Suspending vehicle import as a measure to address drying foreign currency reserve and macro-economic imbalance

Declining foreign reserves, increasing public debts and inflation, widening trade deficit and current account deficit are the result of macro-economic imbalance in the country. According to the local economists and analysts, prioritizing the country’s macro-economic stability is an urgent call.
The recent data with the central bank of Bhutan showed that the foreign currency reserve dwindled down to USD 850 M from USD 1.46 billion (B) in April 2021. The reserve amount is expected to last for about 14 if the country’s economy doesn’t pick up.
Thus, the Ministry of Finance (MoH) released a notification on August 18, 2022: ‘Moratorium on the import of vehicles’. The moratorium on vehicle import was released in order to uphold the constitutional provision of the country in accordance with Article 14, section 7 of the Constitution of the Kingdom of Bhutan.
The moratorium is implemented to ensure adequate foreign currency reserves for maintaining macroeconomic stability.
Bhutan imported over 8,600 vehicles last year. In the last six months 3700 vehicles were imported including two wheelers and heavy machineries.
Bhutan Trade Statistics showed that Bhutan imported vehicles worth 1.15B in March this year compared to Nu 1.13 B worth vehicles in March last year.
RSTA registered almost 122,000 vehicles as of MAY 2022 of which more than a half of the total vehicles are plying in Thimphu.
 And about 169,509 driving license holders as of May 31, 2022.
The constitution states that “a minimum foreign currency reserve that is adequate to meet the cost of not less than a year’s essential import must be maintained”

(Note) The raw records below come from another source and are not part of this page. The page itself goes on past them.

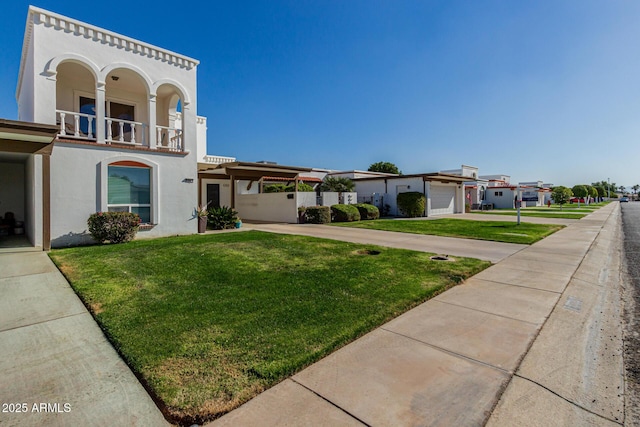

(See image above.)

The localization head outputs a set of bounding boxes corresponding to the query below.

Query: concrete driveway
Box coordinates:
[212,204,624,427]
[243,224,528,263]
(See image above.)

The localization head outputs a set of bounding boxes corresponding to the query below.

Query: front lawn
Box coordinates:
[50,231,490,425]
[331,218,563,245]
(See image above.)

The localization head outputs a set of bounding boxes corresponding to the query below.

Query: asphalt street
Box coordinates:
[620,202,640,426]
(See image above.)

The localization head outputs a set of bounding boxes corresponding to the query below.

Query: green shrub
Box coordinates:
[353,203,380,220]
[87,212,140,243]
[331,205,360,222]
[304,206,331,224]
[263,182,315,193]
[207,206,238,230]
[396,191,427,218]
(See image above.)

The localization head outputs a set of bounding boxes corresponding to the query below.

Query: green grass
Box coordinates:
[331,218,563,245]
[50,231,490,425]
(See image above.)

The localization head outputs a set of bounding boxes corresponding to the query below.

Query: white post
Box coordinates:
[60,113,67,136]
[73,114,80,136]
[95,82,106,144]
[149,93,159,149]
[107,119,113,141]
[87,116,93,139]
[516,185,520,225]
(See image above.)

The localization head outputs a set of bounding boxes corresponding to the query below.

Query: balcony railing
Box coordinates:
[105,117,149,146]
[202,154,236,165]
[56,110,96,140]
[156,126,184,151]
[56,110,186,152]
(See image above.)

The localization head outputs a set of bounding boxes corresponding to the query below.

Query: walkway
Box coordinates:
[212,203,624,426]
[0,251,168,426]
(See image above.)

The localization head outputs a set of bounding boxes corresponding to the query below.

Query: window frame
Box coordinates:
[98,156,160,225]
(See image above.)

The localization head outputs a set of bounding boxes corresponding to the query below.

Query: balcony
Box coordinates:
[56,110,184,151]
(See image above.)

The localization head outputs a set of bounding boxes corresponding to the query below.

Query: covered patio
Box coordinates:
[198,162,315,223]
[0,119,59,251]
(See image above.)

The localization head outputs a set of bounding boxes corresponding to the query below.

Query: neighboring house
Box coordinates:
[5,7,233,249]
[440,165,489,209]
[354,172,468,216]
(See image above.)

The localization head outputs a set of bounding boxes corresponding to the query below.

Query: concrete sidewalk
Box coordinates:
[0,251,167,426]
[212,203,624,426]
[243,224,528,263]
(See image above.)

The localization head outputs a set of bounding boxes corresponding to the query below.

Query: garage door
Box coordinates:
[430,185,456,215]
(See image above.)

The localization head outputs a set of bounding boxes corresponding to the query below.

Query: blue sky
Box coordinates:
[0,0,640,187]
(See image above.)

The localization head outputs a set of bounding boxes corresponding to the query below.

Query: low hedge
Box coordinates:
[207,206,238,230]
[331,205,360,222]
[304,206,331,224]
[87,212,140,243]
[396,191,427,218]
[353,203,380,220]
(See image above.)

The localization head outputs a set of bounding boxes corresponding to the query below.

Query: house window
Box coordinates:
[107,162,151,223]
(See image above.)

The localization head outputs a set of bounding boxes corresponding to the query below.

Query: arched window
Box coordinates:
[107,161,152,224]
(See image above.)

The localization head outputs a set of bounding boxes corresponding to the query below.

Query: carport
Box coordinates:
[198,162,315,222]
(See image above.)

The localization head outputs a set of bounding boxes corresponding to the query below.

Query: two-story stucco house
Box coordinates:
[6,7,226,249]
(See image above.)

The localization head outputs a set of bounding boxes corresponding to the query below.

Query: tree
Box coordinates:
[367,162,402,175]
[320,176,356,193]
[571,185,589,207]
[551,185,573,209]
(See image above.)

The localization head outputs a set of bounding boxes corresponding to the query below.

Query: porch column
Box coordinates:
[229,175,236,209]
[182,102,198,154]
[42,154,51,251]
[148,93,158,150]
[96,82,107,144]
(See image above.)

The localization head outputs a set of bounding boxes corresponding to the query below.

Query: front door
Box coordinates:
[207,184,220,208]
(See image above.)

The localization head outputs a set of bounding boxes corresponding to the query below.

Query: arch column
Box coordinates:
[148,93,158,150]
[182,101,192,151]
[96,82,107,144]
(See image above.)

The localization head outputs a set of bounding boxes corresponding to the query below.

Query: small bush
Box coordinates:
[87,212,140,243]
[304,206,331,224]
[207,206,238,230]
[331,205,360,222]
[353,203,380,220]
[396,191,427,218]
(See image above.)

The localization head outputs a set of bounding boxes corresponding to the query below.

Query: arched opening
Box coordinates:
[156,84,184,151]
[56,60,96,140]
[105,68,149,146]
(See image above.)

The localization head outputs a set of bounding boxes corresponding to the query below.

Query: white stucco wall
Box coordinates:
[200,178,231,206]
[0,162,25,221]
[51,143,197,247]
[235,193,298,223]
[17,8,198,152]
[485,188,516,209]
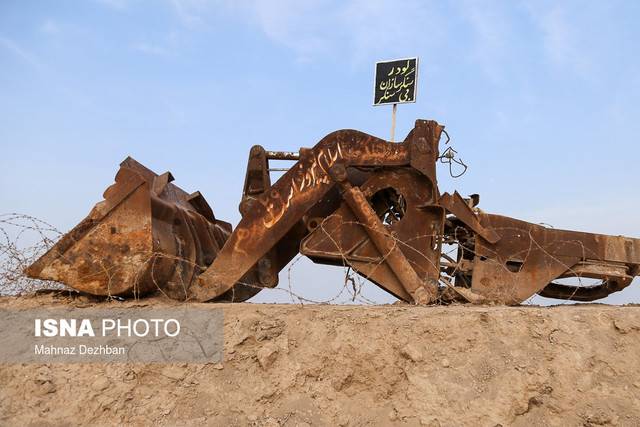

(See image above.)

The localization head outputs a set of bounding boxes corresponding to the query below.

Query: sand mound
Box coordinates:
[0,295,640,426]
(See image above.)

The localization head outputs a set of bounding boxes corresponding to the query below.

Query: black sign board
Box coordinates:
[373,58,418,105]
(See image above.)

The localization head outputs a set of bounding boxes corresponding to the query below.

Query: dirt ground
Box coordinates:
[0,294,640,426]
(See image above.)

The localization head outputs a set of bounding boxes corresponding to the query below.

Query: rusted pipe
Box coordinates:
[329,164,438,304]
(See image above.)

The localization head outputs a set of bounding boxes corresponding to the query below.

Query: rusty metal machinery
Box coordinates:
[26,120,640,304]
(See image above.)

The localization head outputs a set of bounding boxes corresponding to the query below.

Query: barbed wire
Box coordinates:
[0,213,65,295]
[0,213,624,305]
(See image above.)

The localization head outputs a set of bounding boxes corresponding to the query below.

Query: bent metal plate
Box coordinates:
[373,58,418,105]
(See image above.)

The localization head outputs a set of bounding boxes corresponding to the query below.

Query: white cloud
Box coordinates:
[0,36,42,69]
[526,2,597,76]
[131,42,169,56]
[40,19,60,35]
[95,0,129,10]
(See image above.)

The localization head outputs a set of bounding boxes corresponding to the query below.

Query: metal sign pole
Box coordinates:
[391,104,398,142]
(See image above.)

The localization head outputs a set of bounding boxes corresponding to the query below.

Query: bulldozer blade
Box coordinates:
[25,158,231,299]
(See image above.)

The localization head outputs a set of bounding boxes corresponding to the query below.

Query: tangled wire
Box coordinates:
[0,213,64,295]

The notification stated that the moratorium notice on vehicle import is released ‘most importantly to address the macroeconomic imbalances that the entire world is going through as an initiative towards protecting our foreign currency reserve.”
 The import of vehicles subjected with the conditions will be suspended with immediate effect that is August 19, until further notice.

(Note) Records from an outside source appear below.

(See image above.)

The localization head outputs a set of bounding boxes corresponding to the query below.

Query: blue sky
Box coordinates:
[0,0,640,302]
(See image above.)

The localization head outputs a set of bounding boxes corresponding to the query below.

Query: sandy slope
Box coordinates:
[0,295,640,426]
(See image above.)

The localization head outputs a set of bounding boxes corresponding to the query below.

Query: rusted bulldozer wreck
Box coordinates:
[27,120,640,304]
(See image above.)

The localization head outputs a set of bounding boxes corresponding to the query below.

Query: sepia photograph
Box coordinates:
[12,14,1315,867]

However, the notification also clarified that the government will still allow the import of utility vehicles, heavy earth moving machines and agriculture machinery.

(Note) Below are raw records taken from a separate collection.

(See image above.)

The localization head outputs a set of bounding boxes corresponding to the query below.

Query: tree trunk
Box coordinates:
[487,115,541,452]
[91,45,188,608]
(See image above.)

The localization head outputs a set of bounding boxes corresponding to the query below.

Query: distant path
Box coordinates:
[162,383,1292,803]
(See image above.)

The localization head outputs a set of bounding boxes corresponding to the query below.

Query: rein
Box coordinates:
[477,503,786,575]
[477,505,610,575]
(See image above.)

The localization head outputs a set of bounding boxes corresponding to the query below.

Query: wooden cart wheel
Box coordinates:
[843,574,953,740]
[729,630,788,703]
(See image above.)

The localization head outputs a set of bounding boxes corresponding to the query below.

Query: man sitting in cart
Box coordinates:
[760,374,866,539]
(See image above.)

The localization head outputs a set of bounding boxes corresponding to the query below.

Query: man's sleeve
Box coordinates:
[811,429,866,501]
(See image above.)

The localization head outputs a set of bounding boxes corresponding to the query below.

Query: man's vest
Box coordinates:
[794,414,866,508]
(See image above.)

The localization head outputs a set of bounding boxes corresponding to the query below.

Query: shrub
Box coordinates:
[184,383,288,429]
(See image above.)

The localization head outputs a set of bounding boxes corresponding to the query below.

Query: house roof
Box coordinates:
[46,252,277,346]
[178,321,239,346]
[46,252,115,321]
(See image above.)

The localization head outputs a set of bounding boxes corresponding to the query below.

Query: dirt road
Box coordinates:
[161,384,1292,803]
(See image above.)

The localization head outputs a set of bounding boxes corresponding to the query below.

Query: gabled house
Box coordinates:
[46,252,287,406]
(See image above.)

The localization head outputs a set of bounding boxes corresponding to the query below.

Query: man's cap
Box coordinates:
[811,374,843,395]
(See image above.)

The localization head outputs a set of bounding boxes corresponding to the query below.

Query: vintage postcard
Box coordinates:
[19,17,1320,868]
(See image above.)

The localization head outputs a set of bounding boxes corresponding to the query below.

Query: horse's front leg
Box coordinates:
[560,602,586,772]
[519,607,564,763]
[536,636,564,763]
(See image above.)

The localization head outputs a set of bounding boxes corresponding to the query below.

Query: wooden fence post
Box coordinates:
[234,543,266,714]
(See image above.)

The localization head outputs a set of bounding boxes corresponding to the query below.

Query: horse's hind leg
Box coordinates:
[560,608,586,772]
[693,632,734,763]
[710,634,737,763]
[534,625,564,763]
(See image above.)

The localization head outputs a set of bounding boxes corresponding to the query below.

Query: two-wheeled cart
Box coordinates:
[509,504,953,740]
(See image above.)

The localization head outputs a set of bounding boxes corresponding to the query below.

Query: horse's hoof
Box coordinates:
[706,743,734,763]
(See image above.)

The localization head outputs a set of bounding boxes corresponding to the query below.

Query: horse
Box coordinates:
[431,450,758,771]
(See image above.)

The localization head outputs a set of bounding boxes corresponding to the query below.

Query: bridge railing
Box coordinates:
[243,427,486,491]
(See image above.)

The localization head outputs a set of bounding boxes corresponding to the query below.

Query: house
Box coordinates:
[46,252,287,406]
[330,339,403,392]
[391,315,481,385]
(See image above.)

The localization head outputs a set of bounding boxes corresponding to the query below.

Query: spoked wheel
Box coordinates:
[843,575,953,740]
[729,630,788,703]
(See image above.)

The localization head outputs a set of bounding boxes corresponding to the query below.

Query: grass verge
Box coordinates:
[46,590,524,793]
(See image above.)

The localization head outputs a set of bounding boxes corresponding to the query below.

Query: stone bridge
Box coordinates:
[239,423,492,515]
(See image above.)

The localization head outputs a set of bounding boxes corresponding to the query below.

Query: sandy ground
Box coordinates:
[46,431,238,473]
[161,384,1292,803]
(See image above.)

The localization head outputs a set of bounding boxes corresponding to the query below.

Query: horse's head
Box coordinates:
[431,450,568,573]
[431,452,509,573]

“However, the government will allow importing utility vehicles costing less than Nu 1.5 Million (M) equivalent to USD 20,000, whichever is less.”
The government also stated that the vehicles for the use and promotion of tourism shall be exempted from this moratorium. The terms and conditions, types and number of vehicles to avail the exemption from this moratorium shall be submitted to the Tourism Council of Bhutan
According to the notification, ‘Taxis, both fossil and electric which are due for replacement shall be exempted from this moratorium.’
The moratorium shall be reviewed and amended whenever necessary in six months depending on the foreign currency reserve position.
“In this national endeavor, the Government calls upon every individual to collectively support the measures to strengthen our economy,” stated the Finance ministry’s notification
Vehicle bookings received after August 18 are not permitted.
Bhutan relies heavily on imports and its biggest trade partner being India, Indian currency is equally importable although it is not a convertible currency. As the Prime Minister during the parliamentary session claimed that the government might restrict the import of non-essential items as the country’s economy worsened.
Prime minister also mentioned that Bhutan spends about 10B on fuel import alone which makes one-fifth of Bhutan’s total import. With the increasing number of vehicles, the import bill on fuel naturally increases.
The prime minister also mentioned that the government sold off convertible currency to buy Indian Rupee to keep the economy afloat.
Global economy recession as a result of macro- economic imbalances contributed by sustained form of inflation due to rising price and food and energy. Similarly, Bhutan is also experiencing macroeconomic imbalances according to the finance minister.
Every country, be it developed, developing, emerging economy or under developed economy is facing a current account deficit.
Every individual should watch out what they consume when the country experiences macroeconomic imbalance. “Rationalizing imports at this point of time is everyone’s responsibility,” said the Finance minister.
Finance minister also stated that there are certain essential items the country cannot impose. “But we need to be watchful of luxury items and non-essential imports,”
Government and the stakeholders are also looking for strategies to make the country’s economy resilient and replenish the convertible currency reserve, not just to protect it from further drying up.
“The moment when you have an upward trend in terms of vehicle import, we also see the upward trend in fuel import, which is considered an essential commodity to keep the economy running,” said the Finance minister in an earlier interview.
Also, the value of the import in the first half of the year has exceeded the total imports in 2021 due to normalization of covid-19 protocols
The Ministry of Finance(MoF) in consultation with the expert teams from the Royal Monetary Authority (RMA), Ministry of Economic Affairs (MoEA), Druk Holding and Investments (DHI) are working on economic phase-wise contingency plan to address the macro-economy disruption.